$900K Later, Judy’s Back in the Classroom
One year after being forced to resign from her position as university president, Judith Woodsworth has made an unlikely return to Concordia as a professor, despite having been compensated over $169,573 in “administrative leave pay” to help her get back on her feet.
On Dec. 22, 2010 Woodsworth left the university at the urging of the Board of Governors halfway through her term in office, receiving a $747,045 severance package that stands out as one of the hallmarks of a governance crisis that continues to plague the university.
Woodsworth’s story is not a particularly new one, however. Her predecessor, Claude Lajeunesse, was dismissed in 2007. Together, the severance packages they received amount to almost $2 million.
Now Woodsworth has taken up a teaching position in the Department of French Studies, teaching French translation.
“It bewilders me why she would want to come back [to Concordia] to teach, or why the university would hire her, but I imagine it is part of whatever settlement they had,” said Concordia Student Union President Lex Gill.
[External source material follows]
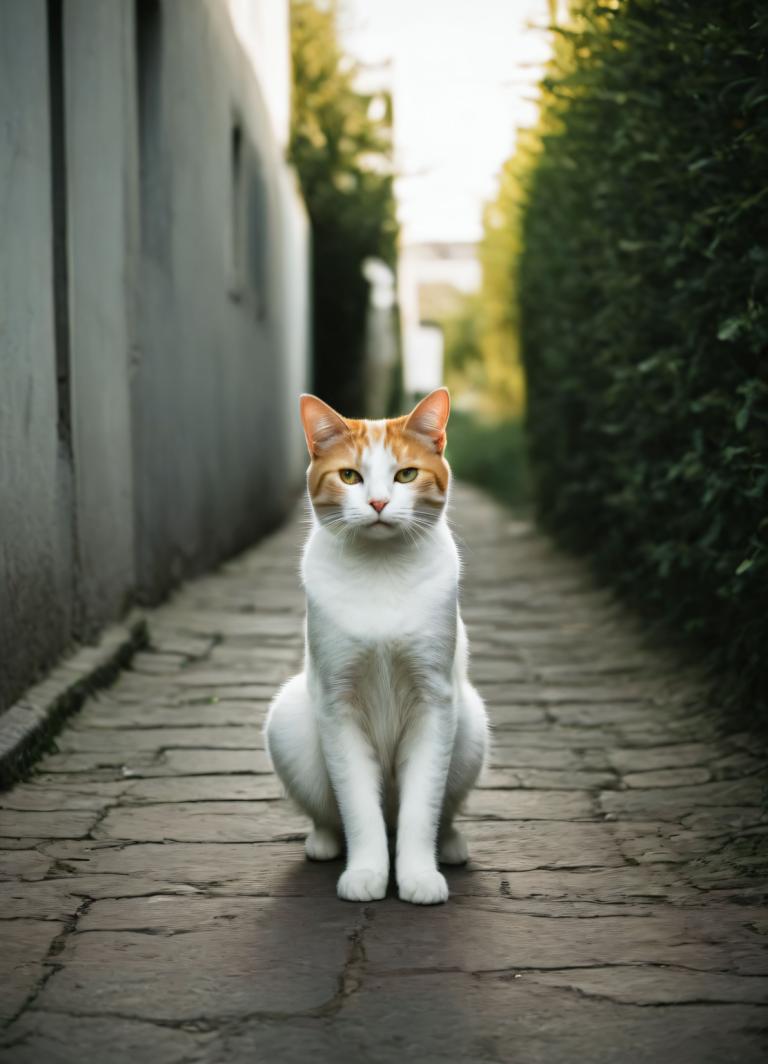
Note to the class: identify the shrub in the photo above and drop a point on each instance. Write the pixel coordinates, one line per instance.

The severance package and administrative leave pay saw Woodsworth leave with $916,618 in total.
In an interview with The Link last November, Concordia VP Services and Secretary General Bram Freedman explained administrative leave as “almost like a little sabbatical,” wherein academics that are temporarily senior administrators are “given six months to brush up on their academic areas because they’ve been out of [academia] for five or 10 years.”
Woodsworth was a faculty member and professor at Concordia for seventeen years between 1980 and 1997. After leaving Concordia, she held the position of VP Academic at Mount Saint Vincent University in Halifax, and later was president at Laurentian University in Sudbury.
Woodsworth returned to Concordia to hold an administrative position as president of the university in 2009, twelve years after leaving Concordia as a professor.
According to Concordia’s Policy Concerning the Remuneration of Senior Administrators, the benefit of academic leave should only apply at the conclusion of one’s term in office.
The policy also states, “Senior administrators who are not professors are not eligible for administrative leaves and will receive appropriate compensation reflected in their salaries.”
Though Concordia did not hire Woodsworth as an academic in 2009, and her term was never completed, Sylvain-Jacques Desjardins, senior media relations advisor for Concordia, claims that there is nothing unusual about her situation.
“Like all academic administrators [Woodsworth] received academic appointment when she was re-hired as president in 2009, so it’s really business as usual,” said Desjardins.
Freedman refused multiple requests for comment on this issue.
Last week Education Minister Line Beauchamp made comment on the case of Woodsworth’s return to Concordia, demanding an explanation from the university.
Desjardins assures that these requests have been met.
“Senior officials at Concordia were in touch regularly with Line Beauchamp’s office on Jan. 31,” said Desjardins.
“They answered the questions concerning the subject of Dr. Woodsworth’s return, and the lines of communication between Concordia and the Ministère de l’Éducation, du Loisir et du Sport remains open.”
However, Gill doesn’t buy Beauchamp’s newfound concerns for Concordia’s governance problems. She believes that Beauchamp is simply “latching on to the spectacle of Judith Woodsworth,” while the education department mismanages millions of dollars.
“The reality is that no university should have been able to give anyone this deal that Woodsworth got when she left,” said Gill. “Now the ministry is stepping in a year later to ask questions? That’s not really acceptable.”